22 June 2015

Stieg Larsson’s Millennium Trilogy: Films (2009)

The Extended Editions (2009)

The standard theatrical versions of the trilogy that were first released into the English and American markets were really good, but the eventual release of the extended Swedish language editions in a single box set (DVD or Blu-ray) made my day. It brought with it an additional 120 minutes of footage, two whole hours of extra story! That's 120 minutes in total, not 120 minutes each.

Each film was split into two parts lasting approximately 90 minutes each, enabling them to more easily fit into a TV schedule.

I'd have preferred the split be a simple fade-to-black intermission, but the separation isn't really that much of a problem and I admit that I made use of it each time to get a refill.


The Girl with the Dragon Tattoo (2009)
Dir. Niels Arden Oplev

Part one introduces the two key players, namely Lisbeth Salander (Noomi Rapace), a researcher/computer hacker, and Mikael Blomkvist (Michael Nyqvist), a journalist for a Swedish magazine that's unafraid to print the truth even when it proves unpopular.

The casting is perfect. Nyqvist is able to portray a man with a reservoir of resolve that isn't endless but is deeper than most. Rapace perfectly embodies a woman with a troubled past, even down to the way she walks. She goes the extra mile more than once to make Lisbeth feel frighteningly real.

Their attitude toward life is different but they share an investigative drive, and ensuring a perpetrator pays for his/her crimes, especially when the victims are unable to take action themselves, is a large part of it.

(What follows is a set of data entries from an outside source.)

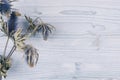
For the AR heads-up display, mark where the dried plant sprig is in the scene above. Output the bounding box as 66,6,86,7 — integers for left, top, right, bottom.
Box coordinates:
25,16,55,40
0,0,12,15
24,45,39,67
0,17,9,36
0,55,12,80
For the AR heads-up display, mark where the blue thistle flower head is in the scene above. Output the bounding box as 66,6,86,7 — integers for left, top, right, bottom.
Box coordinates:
0,0,11,14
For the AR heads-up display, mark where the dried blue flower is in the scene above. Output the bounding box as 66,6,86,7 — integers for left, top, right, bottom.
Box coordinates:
25,16,55,40
0,0,11,14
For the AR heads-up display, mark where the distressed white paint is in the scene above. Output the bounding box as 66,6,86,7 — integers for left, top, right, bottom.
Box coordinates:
0,0,120,80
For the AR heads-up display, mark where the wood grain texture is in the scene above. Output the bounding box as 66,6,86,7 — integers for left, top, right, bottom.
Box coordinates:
0,0,120,80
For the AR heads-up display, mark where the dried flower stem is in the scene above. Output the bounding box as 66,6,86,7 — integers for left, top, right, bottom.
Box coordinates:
3,36,10,57
27,26,39,38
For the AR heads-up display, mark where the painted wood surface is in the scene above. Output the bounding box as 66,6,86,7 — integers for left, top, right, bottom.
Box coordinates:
0,0,120,80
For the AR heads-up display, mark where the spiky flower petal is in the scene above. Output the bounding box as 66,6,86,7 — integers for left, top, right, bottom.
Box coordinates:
25,16,55,40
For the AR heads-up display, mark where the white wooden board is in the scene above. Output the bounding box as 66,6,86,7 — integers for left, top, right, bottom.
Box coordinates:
0,0,120,80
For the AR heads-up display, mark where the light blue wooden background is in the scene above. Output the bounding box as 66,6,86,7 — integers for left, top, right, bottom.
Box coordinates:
0,0,120,80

Viewers should know prior to watching that there's occasional scenes of sexual violence. They're essential to the story and to deepen characterisation, they're not included just for gratification or to be controversial for the sake of it, but they will be disturbing for some people.

The Girl who Played with Fire (2009)
Dir. Daniel Alfredson

Millennium journalist Mikael Blomkvist begins researching a story about Eastern European sex trafficking, which is the key to opening up a dangerous can of worms.

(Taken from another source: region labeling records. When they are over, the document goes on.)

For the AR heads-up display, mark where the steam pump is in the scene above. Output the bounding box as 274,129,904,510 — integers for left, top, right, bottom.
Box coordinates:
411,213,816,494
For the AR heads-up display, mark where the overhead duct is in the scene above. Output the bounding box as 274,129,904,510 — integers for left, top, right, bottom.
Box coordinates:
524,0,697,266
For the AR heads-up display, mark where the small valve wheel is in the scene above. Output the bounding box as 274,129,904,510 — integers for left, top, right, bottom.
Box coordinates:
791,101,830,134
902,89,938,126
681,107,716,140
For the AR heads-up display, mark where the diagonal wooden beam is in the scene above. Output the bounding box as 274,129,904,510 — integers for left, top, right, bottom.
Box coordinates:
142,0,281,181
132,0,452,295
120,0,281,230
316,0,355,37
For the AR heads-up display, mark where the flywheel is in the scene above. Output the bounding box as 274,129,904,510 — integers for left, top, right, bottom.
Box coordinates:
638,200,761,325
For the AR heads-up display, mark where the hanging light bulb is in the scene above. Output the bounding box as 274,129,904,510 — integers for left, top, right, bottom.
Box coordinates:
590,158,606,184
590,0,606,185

When the worms have secrets and guns, things quickly spiral out of control.

Lisbeth has her own troubles, but being Lisbeth means she soon finds more, bringing her into the same line of fire as Mikael. The pair travel in different circles, but the circumferences eventually intersect.

The majority of the story explores Lisbeth's past and in doing so goes some way to explaining her current situation and reluctance to trust even those she considers friends.

The measurable danger level is higher than before because the person under investigation wants desperately to stay in the shadows. As the truism states: desperate men do desperate things.

Unlike the previous film, Played with Fire doesn't have a proper ending. A number of events are left hanging, not resolved until the third and final film (see below).

The Girl who Kicked the Hornet's Nest (2009)
Dir. Daniel Alfredson

Part three is itself split into three distinct parts: the post-trauma of the previous film's ending; the pre-trial information gathering by Blomkvist and the Millennium employees; and finally a courtroom scene. There's a coda that wraps up a few loose ends, but those three aspects are the main draw.

New characters are introduced, old men who had previously been comfortably anonymous.

The digging into their shared transgression forces them out of retirement, bringing with it consequences that test the character of everyone connected to the Salander case.

Even though all three films are just over 180 minutes in length, none of them feel like it. I've never once experienced the halfway-point wane or impatient stirrings that some other films give rise to. It's fair to say that Played with Fire and Hornet's Nest aren't as gripping as Dragon Tattoo, but that's only because part one is exceptional. If you remove from the equation the urge to make a comparison, then parts two and three are top-class films in their own right.